Start Time: 12:39 am CST End Time:
Start Time: 12:39 am CST
End Time: 12:49 am CST
Estimated Peak Winds: 100 mph
Path length: 6.14 miles
Width: 400 yards
Start Lat/Lon: 31.773 / -94.2021
End Lat/Lon: 31.811 / -94.109
This tornado began just to the west of Highway 7 on the southwest edge of Center and continued on an east-northeast path for roughly 6 miles. The tornado cut through a few neighborhoods on the south side of Center, so it was fortunate the tornado’s estimated winds mainly remained less than 100 mph through this portion of the path. However, scores of trees were uprooted or had their trunks snapped across the path through town, resulting in roof and structural damage to many homes as trees fell upon them. The worst example of this was probably in the Lakewood Subdivision just off of Highway 7. Here, one minor injury occurred as a fallen large pine tree heavily compromised the roof structure of a residence. In addition, a handful of residences farther east, along Ballard Street, sustained significant damage from falling trees.
Continuing east, there was also damage to residences from falling trees in the vicinity of Martin Luther King Drive, although here a few residences also sustained minor structural roof damage due to winds alone. On Loop 500 E, on the southeast side of the town, there was additional structural damage due mainly to wind, although a few of the compromised structures were likely vacant and already in a heavy state of disrepair before the tornado.

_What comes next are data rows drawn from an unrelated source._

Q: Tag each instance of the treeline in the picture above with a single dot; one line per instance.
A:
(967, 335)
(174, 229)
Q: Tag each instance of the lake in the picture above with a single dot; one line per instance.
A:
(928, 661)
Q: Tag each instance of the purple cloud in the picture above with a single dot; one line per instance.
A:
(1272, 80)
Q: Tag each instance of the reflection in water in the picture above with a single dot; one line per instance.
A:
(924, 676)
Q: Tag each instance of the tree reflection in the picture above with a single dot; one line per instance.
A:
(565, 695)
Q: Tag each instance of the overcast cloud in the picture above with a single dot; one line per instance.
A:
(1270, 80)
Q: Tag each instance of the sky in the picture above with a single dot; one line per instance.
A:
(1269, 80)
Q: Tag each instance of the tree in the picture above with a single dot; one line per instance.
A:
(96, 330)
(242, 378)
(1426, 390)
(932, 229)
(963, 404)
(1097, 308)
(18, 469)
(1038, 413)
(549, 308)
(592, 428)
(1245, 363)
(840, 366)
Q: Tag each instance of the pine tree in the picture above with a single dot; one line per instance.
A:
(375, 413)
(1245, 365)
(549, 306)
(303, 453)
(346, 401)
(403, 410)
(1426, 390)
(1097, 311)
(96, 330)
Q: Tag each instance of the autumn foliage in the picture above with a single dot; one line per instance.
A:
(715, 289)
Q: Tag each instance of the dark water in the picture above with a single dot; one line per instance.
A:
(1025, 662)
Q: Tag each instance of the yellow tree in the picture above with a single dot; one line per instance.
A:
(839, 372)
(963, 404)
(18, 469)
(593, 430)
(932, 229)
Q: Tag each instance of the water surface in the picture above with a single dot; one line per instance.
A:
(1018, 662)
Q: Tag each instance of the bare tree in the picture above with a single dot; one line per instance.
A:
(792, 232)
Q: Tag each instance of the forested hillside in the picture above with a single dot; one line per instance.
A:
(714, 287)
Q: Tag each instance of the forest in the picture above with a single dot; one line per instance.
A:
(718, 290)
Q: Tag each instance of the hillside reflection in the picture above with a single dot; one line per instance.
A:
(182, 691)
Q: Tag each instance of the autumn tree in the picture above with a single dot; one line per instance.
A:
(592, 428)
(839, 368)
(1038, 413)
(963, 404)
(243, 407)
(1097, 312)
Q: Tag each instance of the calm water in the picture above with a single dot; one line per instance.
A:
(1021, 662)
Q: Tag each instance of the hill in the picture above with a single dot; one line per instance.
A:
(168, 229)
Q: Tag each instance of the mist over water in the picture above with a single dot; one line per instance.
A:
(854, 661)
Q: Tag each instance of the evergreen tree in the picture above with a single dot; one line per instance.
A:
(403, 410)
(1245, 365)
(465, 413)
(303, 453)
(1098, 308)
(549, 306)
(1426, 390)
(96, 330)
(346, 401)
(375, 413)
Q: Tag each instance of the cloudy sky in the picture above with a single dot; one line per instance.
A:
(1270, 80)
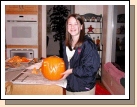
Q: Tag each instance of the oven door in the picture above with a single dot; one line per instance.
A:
(21, 33)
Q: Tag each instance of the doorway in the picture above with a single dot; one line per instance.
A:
(53, 46)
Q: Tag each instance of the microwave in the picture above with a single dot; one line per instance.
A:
(21, 29)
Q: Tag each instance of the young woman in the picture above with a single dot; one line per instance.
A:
(81, 58)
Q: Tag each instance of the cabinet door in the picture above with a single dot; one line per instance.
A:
(30, 8)
(21, 9)
(10, 8)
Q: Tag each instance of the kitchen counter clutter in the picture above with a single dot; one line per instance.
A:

From there, the tornado continued into much more rural areas on the eastern outskirts of Center, doing scattered tree and very low-end structural damage, that is until coming to County Road 3047. Here, a majority of chicken houses set up in an array had some roof paneling removed with a few of the houses having most roof paneling removed and some associated damage to the fundamental structure. The damage at this point was likely the most impressive concentrated damage of the tornado. Interestingly, the tornado lifted shortly after doing this point.
Most of the trees in the path were blown down to the north or north-northeast, while most random trees found blown down outside of the path fell in more of an east to east-southeast direction. This damage pattern behavior is generally typical of weak and fast-moving tornadoes that accomplish most of damage on their south flanks.